Taj Hotels is a chain of luxury hotels and a subsidiary of the Indian Hotels Company Limited, headquartered in Mumbai, India. Incorporated by Jamsetji Tata in 1902, the company is a part of the Tata Group, one of India's largest business conglomerates. The company employed over 20,000 people in the year 2010.

As of 2022, the company operates a total of 90 hotels and hotel-resorts, with 75 across India and 15 in other countries, including Bhutan, Maldives, Nepal, South Africa, Sri Lanka, UAE, UK, USA and Zambia.

History

Jamsetji Nusserwanji Tata, founder of the Tata Group, opened the Taj Mahal Palace, a hotel in Mumbai (formerly called Bombay) overlooking the Arabian Sea, on 16 December 1903. It was the first Taj property and the first Taj hotel. There are several anecdotal stories about why Tata opened the Taj hotel.

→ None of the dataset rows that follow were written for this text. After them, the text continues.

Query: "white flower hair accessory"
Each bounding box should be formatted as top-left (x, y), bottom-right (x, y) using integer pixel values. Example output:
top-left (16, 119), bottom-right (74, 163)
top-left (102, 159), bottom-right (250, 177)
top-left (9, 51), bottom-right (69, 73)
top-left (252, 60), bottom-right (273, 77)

According to a story, he decided to open the hotel after an incident involving racial discrimination at the Watson's Hotel in Mumbai, where he was refused entry as the hotel permitted only Europeans. Hotels that accepted only European guests were very common across British India then. According to another story, he opened the hotel when one of his friends expressed disgust over the hotels that were present in Bombay then. But a more plausible reason was advanced by Lovat Fraser, a close friend of the Tata and one of the early directors of the IHCL group, that the idea had long been in his mind and that he had made a study on the subject. He did not have any desire to own a hotel but he wanted to attract people to India and to improve Bombay. It is said that Jamsetji Tata had travelled to places like London, Paris, Berlin, and Düsseldorf to arrange for materials and pieces of art, furniture and other interior decor for his hotel.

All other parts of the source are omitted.